Front Oncol. 2022 Dec 8:12:968784. doi: 10.3389/fonc.2022.968784. eCollection 2022.

Abstract

Objective: This study aimed at establishing a new model to predict malignant thyroid nodules using machine learning algorithms.

Methods: A retrospective study was performed on 274 patients with thyroid nodules who underwent fine-needle aspiration (FNA) cytology or surgery from October 2018 to 2020 in Xianyang Central Hospital. The least absolute shrinkage and selection operator (lasso) regression analysis and logistic analysis were applied to screen and identified variables. Six machine learning algorithms, including Decision Tree (DT), Extreme Gradient Boosting (XGBoost), Gradient Boosting Machine (GBM), Naive Bayes Classifier (NBC), Random Forest (RF), and Logistic Regression (LR), were employed and compared in constructing the predictive model, coupled with preoperative clinical characteristics and ultrasound features. Internal validation was performed by using 10-fold cross-validation. The performance of the model was measured by the area under the receiver operating characteristic curve (AUC), accuracy, precision, recall, F1 score, Shapley additive explanations (SHAP) plot, feature importance, and correlation of features. The best cutoff value for risk stratification was identified by probability density function (PDF) and clinical utility curve (CUC).

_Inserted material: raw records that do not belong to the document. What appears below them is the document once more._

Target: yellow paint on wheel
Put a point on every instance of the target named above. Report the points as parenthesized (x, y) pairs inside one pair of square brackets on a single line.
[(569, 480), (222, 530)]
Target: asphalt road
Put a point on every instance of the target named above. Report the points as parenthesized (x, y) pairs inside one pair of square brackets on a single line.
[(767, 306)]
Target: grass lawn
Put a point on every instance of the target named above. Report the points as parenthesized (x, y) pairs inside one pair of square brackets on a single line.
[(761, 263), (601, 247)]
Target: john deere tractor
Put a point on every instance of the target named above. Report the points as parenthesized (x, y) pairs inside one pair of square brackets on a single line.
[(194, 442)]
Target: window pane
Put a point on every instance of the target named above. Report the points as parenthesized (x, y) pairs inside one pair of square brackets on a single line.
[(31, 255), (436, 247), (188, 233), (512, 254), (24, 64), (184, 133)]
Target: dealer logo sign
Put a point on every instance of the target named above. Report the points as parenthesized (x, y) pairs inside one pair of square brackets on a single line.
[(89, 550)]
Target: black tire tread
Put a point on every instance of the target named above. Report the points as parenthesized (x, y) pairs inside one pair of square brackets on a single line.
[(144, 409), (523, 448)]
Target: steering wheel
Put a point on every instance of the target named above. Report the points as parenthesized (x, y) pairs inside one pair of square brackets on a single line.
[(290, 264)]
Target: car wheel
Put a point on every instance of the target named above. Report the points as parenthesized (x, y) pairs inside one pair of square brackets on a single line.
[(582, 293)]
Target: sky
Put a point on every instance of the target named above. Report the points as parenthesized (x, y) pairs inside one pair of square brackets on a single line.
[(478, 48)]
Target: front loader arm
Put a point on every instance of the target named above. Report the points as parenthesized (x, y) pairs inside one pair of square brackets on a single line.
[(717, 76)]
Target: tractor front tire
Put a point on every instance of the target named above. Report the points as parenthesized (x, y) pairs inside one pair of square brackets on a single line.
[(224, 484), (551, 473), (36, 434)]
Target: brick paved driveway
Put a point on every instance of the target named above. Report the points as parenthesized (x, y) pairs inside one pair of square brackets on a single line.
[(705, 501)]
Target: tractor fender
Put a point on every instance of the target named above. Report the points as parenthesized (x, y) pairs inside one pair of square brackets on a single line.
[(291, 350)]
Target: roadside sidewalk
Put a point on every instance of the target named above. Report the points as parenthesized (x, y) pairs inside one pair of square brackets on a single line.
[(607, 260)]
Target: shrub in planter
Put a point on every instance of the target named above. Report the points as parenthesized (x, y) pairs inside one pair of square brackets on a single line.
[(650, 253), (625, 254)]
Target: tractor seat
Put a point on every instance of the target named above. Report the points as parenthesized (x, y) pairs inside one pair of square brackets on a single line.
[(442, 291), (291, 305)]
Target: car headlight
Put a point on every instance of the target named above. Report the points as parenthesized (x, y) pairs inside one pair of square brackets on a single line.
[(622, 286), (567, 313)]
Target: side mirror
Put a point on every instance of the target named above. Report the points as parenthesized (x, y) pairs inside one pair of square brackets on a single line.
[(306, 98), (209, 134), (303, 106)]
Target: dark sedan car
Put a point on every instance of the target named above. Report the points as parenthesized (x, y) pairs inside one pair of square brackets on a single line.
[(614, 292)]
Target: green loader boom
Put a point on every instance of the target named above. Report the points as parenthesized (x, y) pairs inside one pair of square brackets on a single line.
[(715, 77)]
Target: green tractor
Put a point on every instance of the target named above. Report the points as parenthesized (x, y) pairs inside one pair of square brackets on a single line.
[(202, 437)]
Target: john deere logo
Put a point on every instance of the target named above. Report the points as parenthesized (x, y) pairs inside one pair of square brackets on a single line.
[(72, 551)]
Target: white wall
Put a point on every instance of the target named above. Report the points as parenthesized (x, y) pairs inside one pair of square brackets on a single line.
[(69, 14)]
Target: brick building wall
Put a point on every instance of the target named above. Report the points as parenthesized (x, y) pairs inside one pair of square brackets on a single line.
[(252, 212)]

Results: The malignant rate of thyroid nodules in the study cohort was 53.2%. The predictive models are constructed by age, margin, shape, echogenic foci, echogenicity, and lymph nodes. The XGBoost model was significantly superior to any one of the machine learning models, with an AUC value of 0.829. According to the PDF and CUC, we recommended that 51% probability be used as a threshold for determining the risk stratification of malignant nodules, where about 85.6% of patients with malignant nodules could be detected. Meanwhile, approximately 89.8% of unnecessary biopsy procedures would be saved. Finally, an online web risk calculator has been built to estimate the personal likelihood of malignant thyroid nodules based on the best-performing ML-ed model of XGBoost.

Conclusions: Combining clinical characteristics and features of ultrasound images, ML algorithms can achieve reliable prediction of malignant thyroid nodules. The online web risk calculator based on the XGBoost model can easily identify in real-time the probability of malignant thyroid nodules, which can assist clinicians to formulate individualized management strategies for patients.

Keywords: machine learning; malignant; predictive model; thyroid nodules; web calculator.